Investigating the Structure and function of Tetraspanin CD63

Table of Content
Chapter 1.0
  1. Tetraspanins

Tetraspanins are the little cell surface proteins ( Hemler, 2005 ) that can be found over a great extent in all metazoans ( Huang et al. 2005 ) . Until today, scientists have discovered 33 members of tetraspanin superfamily expressed in worlds and mice ( Charrin et al. 2009 ) . Tetraspanins are expressed in all human cell types and can be found in the exocytotic tract, cell surface, endosomal system, secretory lysosomes ( Pols and Klumperman, 2009 ) and they are enriched in exosomes ( van Niel et Al. 2006 ) . The tetraspanin protein construction comprises of four transmembrane spheres attached to a short extracellular cringle ( EC1 ) , a really short intracellular cringle, and a longer extracellular cringle ( EC2 ) ( Hemler, 2005 ) (Figure 1.1 ). This protein construction is flanked by relatively short N- and C-terminal cytoplasmic dress suits ( Hemler, 2005 ) . Except the 2nd transmembrane sphere, the other transmembrane spheres of the most tetraspanins undergo palmitoylation to their membrane-proximal cysteine residue during post-translational alteration ( Hemler, 2005 ) . The add-on of palmitate enables the tetraspanins to tie in with each other and assorted built-in proteins, forming an interacting web at the cell surface called “tetraspanin-enriched microdomains” ( TEMs ) ( Rubinstein et al. 1996 ; Hemler, 2005 ; Charrin et Al. 2009 ) . Within TEMs, besides known as “tetraspanin web” , tetraspanins act as molecular facilitator, interacting with integrins and other proteins to enable them interceding the cells in extracellular matrix ( ECM ) for adhesion, cell motility, invasion, merger and signalling ( Boucheix and Rubinstein, 2001 ; Hemler, 2003 ) .
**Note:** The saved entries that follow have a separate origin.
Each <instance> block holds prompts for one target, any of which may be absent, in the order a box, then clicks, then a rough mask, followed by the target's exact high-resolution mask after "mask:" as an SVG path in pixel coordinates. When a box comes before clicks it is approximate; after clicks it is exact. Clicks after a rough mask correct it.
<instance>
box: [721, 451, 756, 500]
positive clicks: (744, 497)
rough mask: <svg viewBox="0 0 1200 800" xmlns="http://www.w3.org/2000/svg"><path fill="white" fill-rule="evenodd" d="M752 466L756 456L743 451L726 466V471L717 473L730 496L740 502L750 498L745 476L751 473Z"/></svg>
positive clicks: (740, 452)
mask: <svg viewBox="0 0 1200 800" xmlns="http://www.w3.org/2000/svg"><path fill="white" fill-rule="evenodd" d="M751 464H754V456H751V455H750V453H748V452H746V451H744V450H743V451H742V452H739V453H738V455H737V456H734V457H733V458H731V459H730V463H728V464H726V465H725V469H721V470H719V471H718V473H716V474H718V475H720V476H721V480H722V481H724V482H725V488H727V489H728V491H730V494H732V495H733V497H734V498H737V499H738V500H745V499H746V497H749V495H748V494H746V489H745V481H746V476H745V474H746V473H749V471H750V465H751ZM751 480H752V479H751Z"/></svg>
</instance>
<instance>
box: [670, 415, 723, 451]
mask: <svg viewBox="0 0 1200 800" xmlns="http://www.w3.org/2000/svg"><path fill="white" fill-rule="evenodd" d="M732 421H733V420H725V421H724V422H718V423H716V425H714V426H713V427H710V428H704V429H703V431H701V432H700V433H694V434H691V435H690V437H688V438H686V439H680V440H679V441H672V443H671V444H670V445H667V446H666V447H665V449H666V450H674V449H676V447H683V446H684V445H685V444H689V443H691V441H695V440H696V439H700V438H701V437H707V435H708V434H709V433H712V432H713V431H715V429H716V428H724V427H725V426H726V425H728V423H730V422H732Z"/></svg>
Figure 1.1: Tetraspanin construction.Tetraspanin protein construction consists of 200-350 amino acids. It comprises of four transmembrane protein domains attach to two different sizes of extracellular cringles and one intracellular cringle. The little extracellular cringle, EC1, made up of 32-53 amino acids while the big extracellular cringle, EC2 made up of 105-209 amino acids. This construction is flanked by short N-terminal and C-terminal cytoplasmic dress suits.
  1. Structure and map of CD63

Tetraspanin CD63 ( besides known as LAMP-3, LIMP-1, ME491 or Pltgp40 ) was the first characterized tetraspanin derived from the early phases of human melanoma tumor cells ( Hotta et al. 1988 ) . The presence of 6 cysteine residues in the EC2 and conserved polar residues in the transmembrane domains differentiate CD63 from the other tetraspanins ( Hemler, 2003 ) . Until now, CD63 protein is found to be expressed ubiquitously on all types of mammalian cell that have been studied ( Pols and Klumperman, 2009 ) . It is localized at the cell surface and due to the C-terminal lysosomal aiming motive, it present copiously in lysosomal membranes and intraluminal cysts ( ILVs ) of multi vesicular organic structures ( MVBs ) within the endosomal system ( Pols and Klumperman, 2009 ) . Upon cell activation and secernment, merger of MVBs with the plasma membrane will let go of the ILVs to the extracellular infinite which so termed as exosomes ( Pols and Klumperman, 2009 ) . Trafficking of intracellular CD63 to the cell surface has made the CD63 as an activation marker of several haematopoietic cells ( Lettau et al. 2007 ) while surface exposure of CD63 on basophils map as degranulation and diagnostic marker in allergic diseases ( Ebo et al. 2002 ; Sturm et Al. 2004 ; Eborlein-Konig et Al. 2006 ) .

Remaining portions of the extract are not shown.